The Gelidiellaceae is a small family of red algae containing 5 genera of agarophytes.

Members of the family Gelidiellaceace are noted by the lack of hyphae and the lack of sexual reproduction. They have 2 kinds of tetrasporangial sori (either the acerosa-type or the pannosa-type).

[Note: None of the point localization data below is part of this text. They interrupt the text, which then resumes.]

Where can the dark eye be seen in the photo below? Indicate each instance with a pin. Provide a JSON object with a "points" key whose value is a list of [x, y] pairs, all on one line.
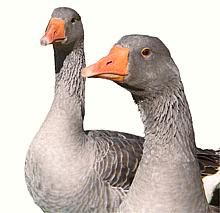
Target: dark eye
{"points": [[73, 20], [146, 52]]}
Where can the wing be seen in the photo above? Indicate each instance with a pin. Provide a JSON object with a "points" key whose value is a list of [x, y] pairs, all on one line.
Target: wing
{"points": [[117, 156]]}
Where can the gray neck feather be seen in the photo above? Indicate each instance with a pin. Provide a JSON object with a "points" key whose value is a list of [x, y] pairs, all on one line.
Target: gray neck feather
{"points": [[168, 177], [70, 85]]}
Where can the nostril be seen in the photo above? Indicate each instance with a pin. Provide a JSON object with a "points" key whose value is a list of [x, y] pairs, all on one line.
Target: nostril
{"points": [[109, 62]]}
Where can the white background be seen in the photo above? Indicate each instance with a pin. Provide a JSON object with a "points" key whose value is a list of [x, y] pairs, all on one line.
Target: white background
{"points": [[190, 29]]}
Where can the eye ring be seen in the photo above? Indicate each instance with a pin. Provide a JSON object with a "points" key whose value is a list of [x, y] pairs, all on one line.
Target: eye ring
{"points": [[146, 52], [73, 20]]}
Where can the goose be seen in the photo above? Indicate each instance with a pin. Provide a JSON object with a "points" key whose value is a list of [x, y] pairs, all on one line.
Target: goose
{"points": [[168, 177], [68, 169]]}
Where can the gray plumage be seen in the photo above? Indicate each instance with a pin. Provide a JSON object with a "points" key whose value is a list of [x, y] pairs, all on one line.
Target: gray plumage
{"points": [[168, 178], [68, 169]]}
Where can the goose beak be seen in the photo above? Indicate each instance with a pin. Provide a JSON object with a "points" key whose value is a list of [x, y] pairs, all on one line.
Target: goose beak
{"points": [[113, 67], [54, 32]]}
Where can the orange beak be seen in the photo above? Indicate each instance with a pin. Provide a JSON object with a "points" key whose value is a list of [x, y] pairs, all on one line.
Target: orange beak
{"points": [[113, 67], [54, 32]]}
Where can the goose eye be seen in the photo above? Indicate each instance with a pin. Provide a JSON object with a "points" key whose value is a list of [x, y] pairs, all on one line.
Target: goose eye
{"points": [[73, 20], [146, 52]]}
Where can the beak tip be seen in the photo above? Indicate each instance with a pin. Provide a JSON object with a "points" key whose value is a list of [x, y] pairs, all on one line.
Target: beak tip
{"points": [[84, 72], [44, 41]]}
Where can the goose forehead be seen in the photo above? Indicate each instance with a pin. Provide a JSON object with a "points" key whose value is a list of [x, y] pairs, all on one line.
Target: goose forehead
{"points": [[65, 13], [136, 41]]}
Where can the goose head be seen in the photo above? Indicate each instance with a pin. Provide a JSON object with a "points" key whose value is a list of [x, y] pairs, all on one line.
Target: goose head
{"points": [[139, 63], [64, 28]]}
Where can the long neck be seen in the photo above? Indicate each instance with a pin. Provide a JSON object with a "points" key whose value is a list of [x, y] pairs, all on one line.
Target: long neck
{"points": [[70, 85], [168, 177]]}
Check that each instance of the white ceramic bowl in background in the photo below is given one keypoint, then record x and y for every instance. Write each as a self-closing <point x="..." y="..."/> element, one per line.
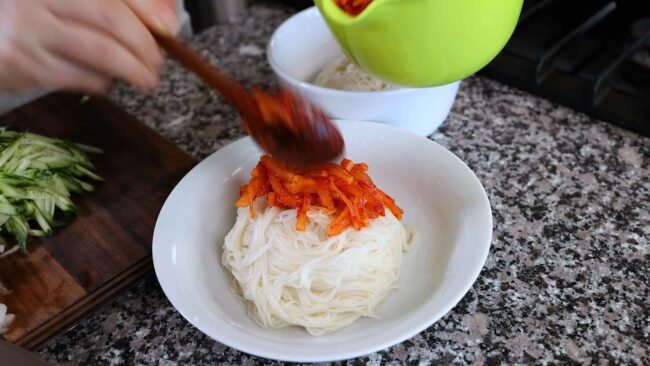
<point x="441" y="198"/>
<point x="303" y="45"/>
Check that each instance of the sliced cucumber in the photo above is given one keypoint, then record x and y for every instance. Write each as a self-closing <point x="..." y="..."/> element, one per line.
<point x="37" y="176"/>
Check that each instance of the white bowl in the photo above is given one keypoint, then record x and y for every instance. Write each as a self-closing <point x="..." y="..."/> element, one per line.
<point x="440" y="195"/>
<point x="303" y="45"/>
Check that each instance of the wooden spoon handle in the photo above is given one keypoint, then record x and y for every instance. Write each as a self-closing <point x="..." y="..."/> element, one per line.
<point x="13" y="355"/>
<point x="234" y="92"/>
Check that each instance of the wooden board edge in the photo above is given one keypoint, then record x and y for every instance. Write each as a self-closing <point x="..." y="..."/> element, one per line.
<point x="76" y="312"/>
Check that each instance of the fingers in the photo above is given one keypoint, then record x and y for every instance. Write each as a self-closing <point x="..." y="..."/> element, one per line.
<point x="160" y="15"/>
<point x="34" y="67"/>
<point x="82" y="44"/>
<point x="100" y="53"/>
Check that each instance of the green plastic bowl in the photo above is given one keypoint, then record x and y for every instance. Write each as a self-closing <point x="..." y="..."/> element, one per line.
<point x="421" y="43"/>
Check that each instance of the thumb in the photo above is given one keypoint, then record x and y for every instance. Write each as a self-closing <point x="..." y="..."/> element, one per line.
<point x="158" y="15"/>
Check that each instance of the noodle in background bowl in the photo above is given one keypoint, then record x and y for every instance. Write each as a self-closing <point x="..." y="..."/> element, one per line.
<point x="440" y="195"/>
<point x="303" y="45"/>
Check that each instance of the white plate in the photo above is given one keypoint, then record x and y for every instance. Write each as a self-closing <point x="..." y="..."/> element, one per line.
<point x="440" y="195"/>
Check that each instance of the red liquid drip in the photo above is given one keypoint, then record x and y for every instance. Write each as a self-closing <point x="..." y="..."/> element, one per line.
<point x="353" y="7"/>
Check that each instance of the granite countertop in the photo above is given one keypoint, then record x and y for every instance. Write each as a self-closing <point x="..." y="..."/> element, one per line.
<point x="566" y="280"/>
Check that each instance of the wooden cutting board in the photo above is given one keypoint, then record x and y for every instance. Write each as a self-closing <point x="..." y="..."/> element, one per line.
<point x="108" y="246"/>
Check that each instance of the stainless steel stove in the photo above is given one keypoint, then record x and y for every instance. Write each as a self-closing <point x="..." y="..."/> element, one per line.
<point x="592" y="55"/>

Gelidiella acerosa is found worldwide, from Europe, North America, Central America and South America, the Atlantic Islands, Africa, Indian Ocean islands, South west Asia, Asia (including China, Japan and Taiwan), South-east Asia (including Vietnam, Myanmar, Thailand, Singapore, Philippines and Indonesia), Australia, New Zealand and the Pacific islands.

==Taxonomy==
It was originally formed in 1961, to hold Gelidiella and (its single known species, Gelidiella acerosa), as it lacked a medullary hyphae (or rhizines) and lack of sexual phase in life. More species of Gelidiella from France and the British Isles were added. In 1987, Maggs and Guiry thought that the family should be merged with Gelidiaceae, but this was mostly ignored by later authors. Then Parviphycus was added in 2004, but then in 2016, three more genera were added Huismaniella, Millerella and Perronella.

==Genera==
As accepted by GBIF;
- Gelidiella Feldmann & G.Hamel, 1934 (10)
- Huismaniella G.H.Boo & S.M.Boo, 2016 (1)
- Millerella G.H.Boo & S.M.Boo, 2016 (3)
- Parviphycus Santelices, 2004 (8)
- Perronella G.H.Boo, T.V.Nguyen, J.Y.Kim & S.M.Boo, 2016

Figures in brackets are approx. how many species per genus.

==Uses==
Agar can be derived from many types of red seaweeds, including those from families such as Gelidiaceae, Gracilariaceae, Gelidiellaceae and Pterocladiaceae. It is a polysaccharide located in the inner part of the red algal cell wall. It is used in food material, medicines, cosmetics, therapeutic and biotechnology industries.